Besides that, the edit cursor cannot be found most of the time so you 
hit the tab key and the space bar alternately looking to see if it had 
the right effect, often it doesn't so you back out & retry.  Its 
busted, its been called to this lists attention lots of times and yet 
the brokenness is ignored by blameing it all on clueless users. I dare 
say most just give up and let it do it the way it wants to, and when 
the system is then broken beyond recovery, debian gets put on that box 
because you CAN configure it the exact way you want.  And they put up 
with XFree86 and its crashes.

I built x.org-6.8-901 nearly 2 years ago now, on two different machines 
and its yet to crash.  I built kde-3.3.0 using konstruct back when it 
was new because the one installed by FC2 when I upgraded was crashing 
just by hovering the mouse over a printing function.

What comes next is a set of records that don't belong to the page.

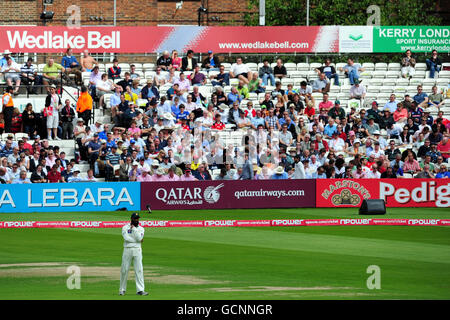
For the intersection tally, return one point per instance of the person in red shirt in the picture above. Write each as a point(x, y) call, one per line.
point(218, 124)
point(444, 148)
point(26, 145)
point(309, 110)
point(54, 175)
point(184, 125)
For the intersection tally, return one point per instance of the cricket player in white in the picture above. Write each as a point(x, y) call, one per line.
point(133, 236)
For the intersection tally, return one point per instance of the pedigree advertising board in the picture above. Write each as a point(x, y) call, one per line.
point(345, 193)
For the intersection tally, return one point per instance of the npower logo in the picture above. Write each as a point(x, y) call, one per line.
point(423, 222)
point(212, 194)
point(18, 224)
point(63, 40)
point(285, 222)
point(220, 223)
point(355, 221)
point(85, 224)
point(159, 223)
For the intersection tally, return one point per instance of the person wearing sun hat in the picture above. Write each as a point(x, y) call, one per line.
point(357, 91)
point(279, 174)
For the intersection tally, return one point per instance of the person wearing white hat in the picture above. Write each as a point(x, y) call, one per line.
point(52, 106)
point(75, 175)
point(144, 177)
point(279, 174)
point(159, 175)
point(6, 54)
point(51, 73)
point(11, 71)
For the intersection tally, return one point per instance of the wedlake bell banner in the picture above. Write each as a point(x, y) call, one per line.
point(396, 192)
point(228, 194)
point(158, 39)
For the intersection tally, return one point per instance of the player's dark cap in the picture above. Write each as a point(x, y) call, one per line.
point(135, 215)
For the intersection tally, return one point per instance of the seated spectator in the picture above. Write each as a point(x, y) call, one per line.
point(130, 96)
point(161, 77)
point(279, 174)
point(54, 175)
point(29, 76)
point(38, 176)
point(444, 148)
point(433, 63)
point(197, 77)
point(220, 79)
point(188, 63)
point(254, 85)
point(165, 61)
point(243, 90)
point(11, 71)
point(133, 74)
point(391, 105)
point(329, 71)
point(87, 61)
point(71, 65)
point(115, 70)
point(266, 73)
point(321, 84)
point(408, 63)
point(443, 172)
point(211, 62)
point(240, 71)
point(103, 87)
point(435, 99)
point(337, 113)
point(401, 114)
point(279, 70)
point(421, 98)
point(352, 70)
point(357, 91)
point(84, 105)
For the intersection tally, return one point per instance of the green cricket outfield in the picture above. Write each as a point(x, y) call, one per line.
point(314, 262)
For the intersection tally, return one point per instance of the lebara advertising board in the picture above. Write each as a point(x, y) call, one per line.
point(58, 197)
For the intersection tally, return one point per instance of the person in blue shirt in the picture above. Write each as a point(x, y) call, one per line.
point(330, 128)
point(211, 62)
point(421, 98)
point(6, 54)
point(320, 174)
point(443, 172)
point(71, 65)
point(352, 70)
point(234, 96)
point(150, 92)
point(279, 174)
point(182, 113)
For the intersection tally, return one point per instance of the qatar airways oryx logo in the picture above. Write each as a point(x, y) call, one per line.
point(63, 40)
point(212, 194)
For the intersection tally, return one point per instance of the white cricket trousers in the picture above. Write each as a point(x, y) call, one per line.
point(134, 254)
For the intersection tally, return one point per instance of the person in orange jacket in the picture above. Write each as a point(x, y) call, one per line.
point(84, 105)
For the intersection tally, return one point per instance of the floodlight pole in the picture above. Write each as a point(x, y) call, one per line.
point(307, 12)
point(262, 12)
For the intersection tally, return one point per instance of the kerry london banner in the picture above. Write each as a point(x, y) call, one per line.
point(396, 192)
point(181, 38)
point(228, 194)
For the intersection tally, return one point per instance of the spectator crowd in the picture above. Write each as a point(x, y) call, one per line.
point(170, 130)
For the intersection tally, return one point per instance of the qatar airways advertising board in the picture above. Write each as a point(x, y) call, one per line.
point(58, 197)
point(396, 192)
point(228, 194)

That problem actually turned out to be a bad cups rpm build that AFAIK, 
hasn't been updated (for FC2) yet because you officially don't care 
about kde.  I've built newer cups since, several times now in fact, 
along with the gimp and gutenprint from scratch several times.  I'm 
also running kernel 2.6.16.1 built from scratch along with 
amanda-2.5.0, built from scratch in the next 24 hours after a new 
version is released.  Yet you continually berate me as a big dummy 
suffering from alzheimers.

When I do come to this list for help, I usually know exactly what 
question I should be asking, I ask it with enough detail so there is no 
possibility of miss-understanding if you can read english, and yet you 
continually miss-understand me.

So either understand the question and help IF you can (and which I'm 
doubting from the responses so far), or just ignore me, I can tolerate 
that.

I'm going to try the gui installer once just for grins & if that won't 
work, then I'll pull hda and move the new drive to the end connector 
jumpered for master.

But, when I do that, I want to know before hand, howto remove the labels 
this borked piece of crap will no doubt put on the partitions.  I'll 
build customised /etc/fstab's for both drives IF I don't run into an 
e2fsck version miss-match like I did with 2 different debian based 
installs on another box thats now running my milling machine.  Thats a 
PITA too FWIW when the same version number of e2fsck, 1.35, can't check 
the same versions drives of another parallel install.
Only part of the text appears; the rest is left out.